Before setting off to find the Northwest Passage, Sir John Franklin spent six years as Lieutenant Governor in Van Diemen’s Land (now Tasmania). He had a pretty tough time there; in the 1840s there was a financial depression and conflict over a new convict labour system. Franklin’s informal style was not popular with some senior civil servants. He struggled as a politician and was recalled to Britain in 1843.
Franklin accepted the Arctic expedition to try and redeem his reputation, but, according to a note found by one of the search parties, died in 1847, while the ships were stuck in the ice. He was 61 years old.
The Northwest Passage wasn’t successfully navigated until 1903, when Norwegian explorer Roald Amundsen made it through. Eight years later, he was first to reach the South Pole. Today, tourists can cruise the route and climate change is transforming it; in 2007, for the first time in recorded history, there was almost no sea ice in the passage at all.

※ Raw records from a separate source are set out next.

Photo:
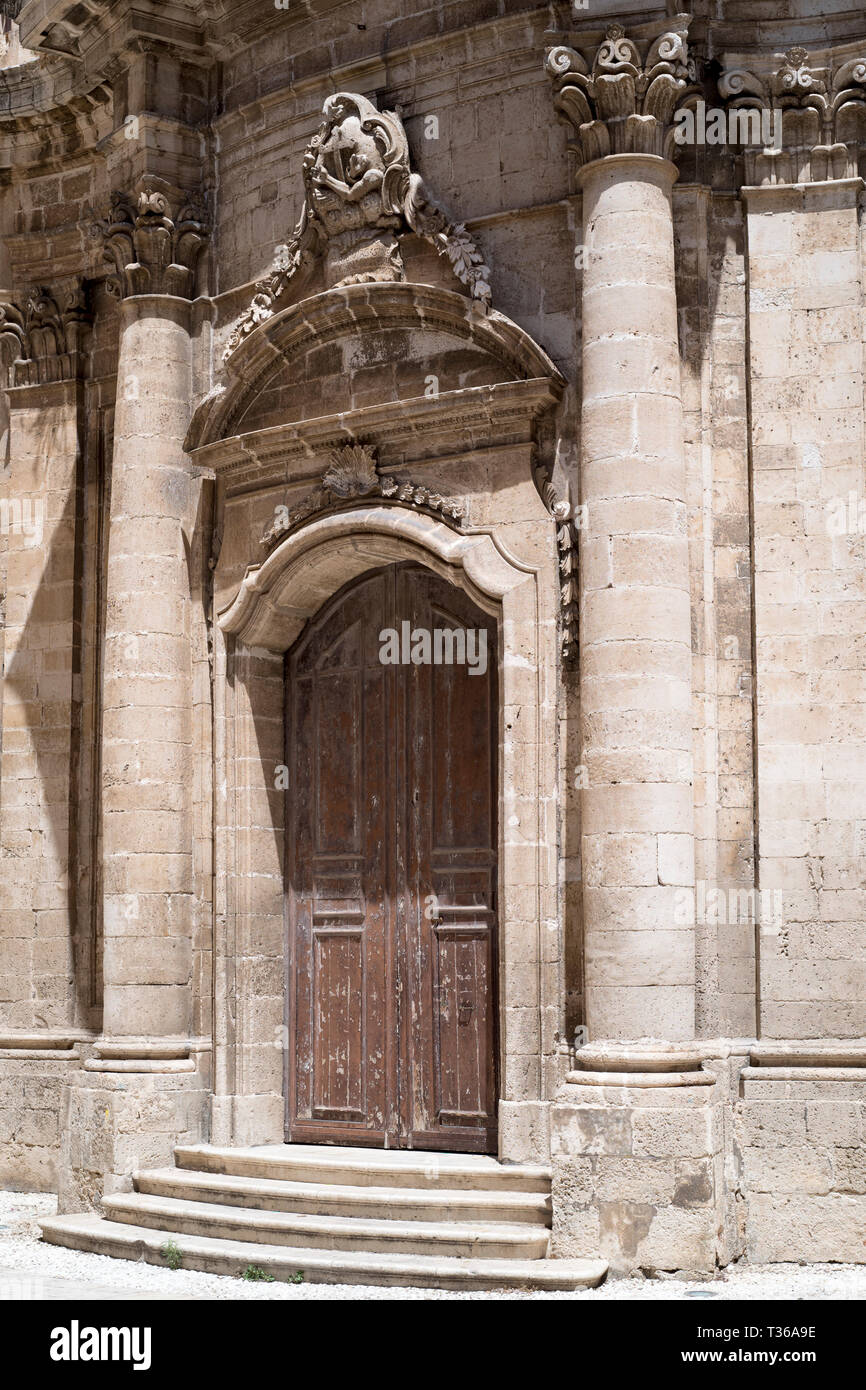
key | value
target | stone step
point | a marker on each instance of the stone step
(366, 1166)
(462, 1240)
(231, 1257)
(441, 1204)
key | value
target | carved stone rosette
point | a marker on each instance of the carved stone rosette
(620, 95)
(359, 193)
(822, 109)
(353, 473)
(42, 341)
(152, 243)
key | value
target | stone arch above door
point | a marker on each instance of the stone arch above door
(446, 480)
(256, 630)
(363, 345)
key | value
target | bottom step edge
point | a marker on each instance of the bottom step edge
(213, 1255)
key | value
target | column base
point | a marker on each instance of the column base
(638, 1166)
(114, 1123)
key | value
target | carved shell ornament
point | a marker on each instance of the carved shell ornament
(353, 473)
(357, 181)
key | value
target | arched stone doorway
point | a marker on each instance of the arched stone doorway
(392, 726)
(306, 503)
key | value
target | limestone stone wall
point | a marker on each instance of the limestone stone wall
(805, 287)
(663, 427)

You can visit a statue of Franklin that was erected in Franklin Square, Hobart, in 1865. The inscription includes a quote from Tennyson’s poem for the explorer:
Not here! The white north hath thy bones and thou
Heroic sailor soul
Art passing on thine happier voyage now
Toward no earthly pole
A lovable Newfoundland dog called Neptune and a pesky monkey called Jacko sailed on HMS Erebus. They were gifts from Franklin’s wife. The crew made little clothes for the monkey.